Justement, d'où viennent tes paroles ? D'histoires vécues ?

Très souvent, oui. Mais je cache la plupart des faits réels dans des métaphores (rires)... Ce sont des histoires que je trouve la nuit quand je ne dors pas et à la limite entre les histoires vraies et la fiction que ton esprit rajoute, par couches.

C'était difficile de trouver un label pour ce premier disque ?

Oui et non. Étant donné qu'il s'agit de mon propre label ! Et plus qu'un problème, je crois que nous avons sciemment décidé de ne pas courir après un label. J'ai la chance d'avoir une formidable équipe autour de moi, que ce soit mon manager, mon tour manager et vous, les journalistes, qui m'aidez à progresser et relayez mon travail. Tout le monde s'implique d'une manière qui n'aurait peut-être pas été du même niveau avec un label connu. Parfois, certaines maisons de disques ne peuvent te donner le même enthousiasme à tes débuts. Je me trompe peut-être, l'avenir proche nous le dira...

Ian Grimble a produit ton album, tu peux nous parler de lui ?

Il existe un label qui s'appelle Communion à Londres. Je l'ai rencontré là-bas avec mon ami Ben Lovett, de Mumford And Sons. Ce groupe a été très important dans ma jeune carrière et j'ai souvent joué avec eux, ce sont eux qui m'ont introduite dans ce label et auprès des personnes qui gravitent autour. Finalement, nous n'avons pas sorti l'album avec Communion, mais j'ai rencontré Ian et j'ai su qu'il fallait qu'il soit le producteur de mon premier album car l'enregistrement d'un disque est un métier à part entière et tu ne peux improviser cela, même si j'avais déjà eu des expériences d'enregistrement, avant. Il m'a pilotée tout en me laissant le contrôle, je n'ai jamais pensé qu'il prenait l'ascendant sur le ton ou la direction que je voulais choisir avec cet album. C'est quelqu'un de très calme et de très reposant. Nous avons enregistré en Écosse, dans un très beau studio, dans les montagnes avec des cours d'eau tout autour. Après ça, Ian m'a invité à Londres dans son studio qui est localisé dans une ancienne église. C'est là que nous avons enregistré l'atmosphère du disque, tous les a cotés, les sons, parfois bizarres qui concrétisent la ligne musicale de l'album.

Tu joues en showcase à Paris ce soir, est-ce ta première fois sur scène, ici ?

Non, j'ai joué ici l'année dernière à la Cigale en première partie de Fink. Ce soir ce sera mon premier live solo à Paris.
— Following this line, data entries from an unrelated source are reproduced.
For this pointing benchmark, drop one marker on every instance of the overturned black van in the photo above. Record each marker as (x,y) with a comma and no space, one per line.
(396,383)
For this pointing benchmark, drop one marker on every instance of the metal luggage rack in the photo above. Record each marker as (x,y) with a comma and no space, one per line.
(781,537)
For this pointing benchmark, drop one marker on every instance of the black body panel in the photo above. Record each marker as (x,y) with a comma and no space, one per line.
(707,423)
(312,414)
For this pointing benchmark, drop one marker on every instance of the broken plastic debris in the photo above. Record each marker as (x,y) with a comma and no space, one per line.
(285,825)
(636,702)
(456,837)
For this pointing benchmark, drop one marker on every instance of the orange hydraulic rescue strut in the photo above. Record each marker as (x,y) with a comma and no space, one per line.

Je suis très excitée.

Qui joue avec toi sur scène, généralement ? Qui sont tes musiciens ?

Sur cette tournée, la plupart du temps, je joue seule. Mais quand j'ai la chance d'avoir un groupe avec moi, généralement il se constitue de filles. Une violoniste, qui chante aussi les chœurs, une pianiste et, si j'ai vraiment de la chance, également une bassiste et une guitariste. Une vraie fraternité de filles que j'adore !

Je crois que tu fus découverte jouant seule de la guitare sur une plage d'Ullapool, en Écosse, tu te retrouves souvent seule sur une plage du nord à jouer de la guitare ?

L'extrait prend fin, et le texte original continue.